I nod, and Dara’s phone buzzes. She glances down at the screen and her face shifts into work mode.
“Crap, I gotta run,” she says, standing and grabbing her coffee. “I’ve got that call with the Knicks GM in twenty and I still need to review my notes.” She looks at me. “Lunch tomorrow? Usual place?”
“Yes,” I say, smiling. “And good luck with the call. Go kick some ass.”
“I always do,” she says, winking and already moving toward her desk. “And go to the party tonight. Just maybe don’t sleep with him again until you’ve figured out the Miles situation. It’s only going to make things more complicated.”
“I’m not going to sleep with him again,” I say.
Dara just looks at me.
“I’m not.”
“Sure,” she says, grinning. “Love you.”
“Love you too,” I call after her.
She pauses a few steps away and looks back over her shoulder.

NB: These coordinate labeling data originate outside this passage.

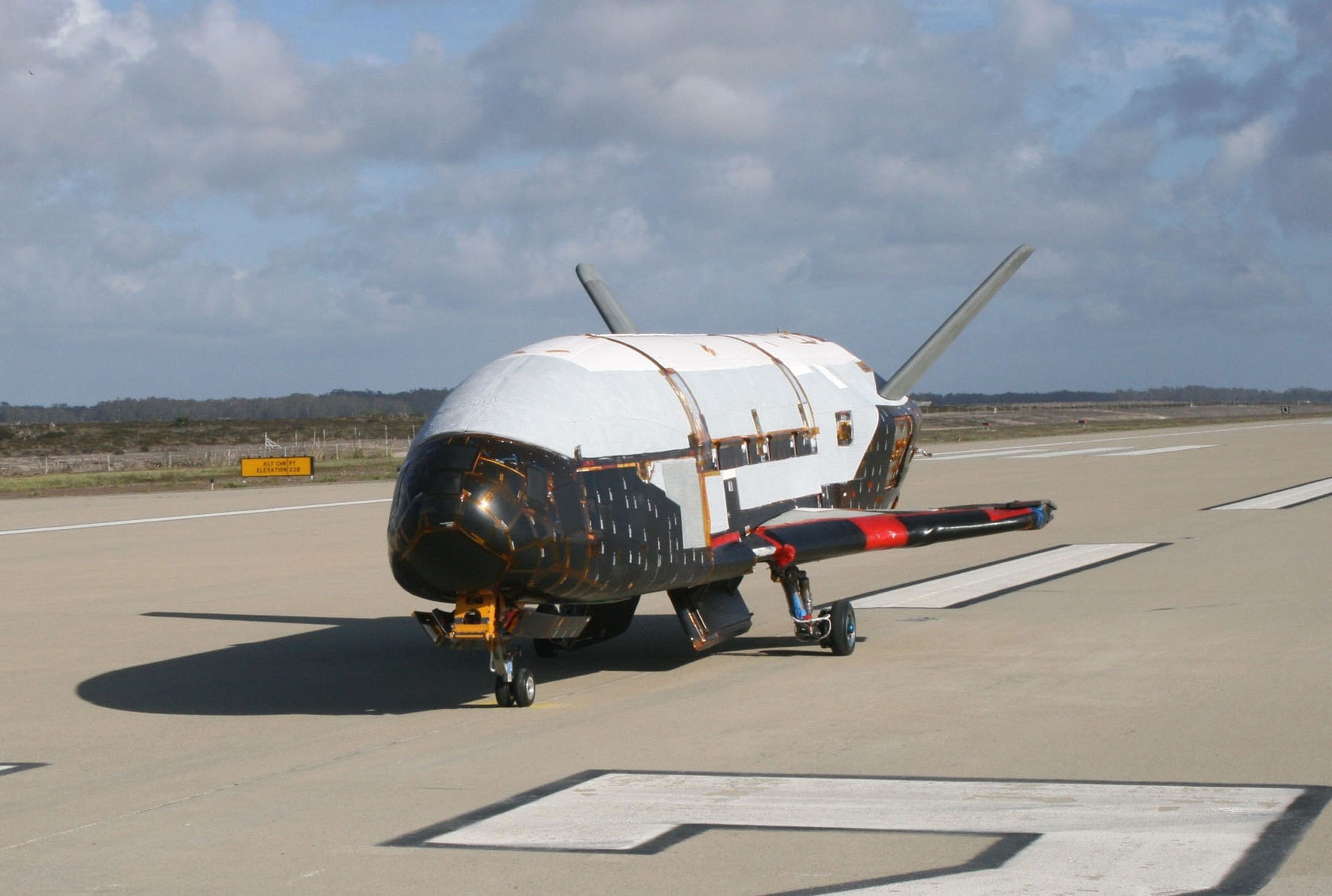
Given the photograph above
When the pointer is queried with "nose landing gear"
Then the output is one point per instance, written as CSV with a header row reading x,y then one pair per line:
x,y
831,626
491,622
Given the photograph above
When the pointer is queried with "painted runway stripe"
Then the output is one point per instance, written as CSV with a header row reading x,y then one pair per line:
x,y
1069,453
1285,498
993,579
967,455
1164,450
172,520
1053,837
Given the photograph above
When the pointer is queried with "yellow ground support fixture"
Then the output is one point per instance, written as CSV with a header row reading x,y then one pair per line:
x,y
488,621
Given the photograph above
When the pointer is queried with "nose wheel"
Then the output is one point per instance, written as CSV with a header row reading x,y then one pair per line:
x,y
515,686
833,628
520,692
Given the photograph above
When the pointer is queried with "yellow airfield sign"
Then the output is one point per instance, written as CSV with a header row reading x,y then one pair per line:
x,y
299,466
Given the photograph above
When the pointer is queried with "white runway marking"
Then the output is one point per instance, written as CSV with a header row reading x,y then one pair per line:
x,y
1055,837
1164,450
1000,578
171,520
1283,498
970,455
1069,453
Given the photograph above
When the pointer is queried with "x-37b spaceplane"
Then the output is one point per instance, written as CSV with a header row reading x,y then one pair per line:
x,y
561,483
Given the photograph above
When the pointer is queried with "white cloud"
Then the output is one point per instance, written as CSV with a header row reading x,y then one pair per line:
x,y
802,160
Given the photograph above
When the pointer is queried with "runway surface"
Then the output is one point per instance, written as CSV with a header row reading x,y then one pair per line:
x,y
1135,699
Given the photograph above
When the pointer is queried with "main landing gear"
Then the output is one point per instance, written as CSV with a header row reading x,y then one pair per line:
x,y
831,626
491,622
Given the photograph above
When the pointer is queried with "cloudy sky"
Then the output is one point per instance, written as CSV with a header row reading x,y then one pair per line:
x,y
252,198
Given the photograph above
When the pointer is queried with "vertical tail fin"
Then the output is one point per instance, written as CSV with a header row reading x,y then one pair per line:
x,y
900,384
607,305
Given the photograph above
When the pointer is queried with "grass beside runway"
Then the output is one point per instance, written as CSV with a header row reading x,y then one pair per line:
x,y
189,478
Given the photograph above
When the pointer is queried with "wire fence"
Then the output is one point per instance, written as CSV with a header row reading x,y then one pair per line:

“Hey. For what it’s worth, if it turns out Dominic didn’t know what Miles was doing, there’s no fixing what happened fifteen years ago.
But what matters is what you do with it now.
” She shrugs. “And I know you. You’ll figure it out and do the right thing. ”
She walks away before I can respond, weaving through the maze of desks toward her corner of the office, and I watch her go before turning back to my laptop and the pile of unread emails I should be answering.
I pick up my phone and type out a reply to Dominic.
Me: Thanks. I’ll be there. Congratulations to you and Roman.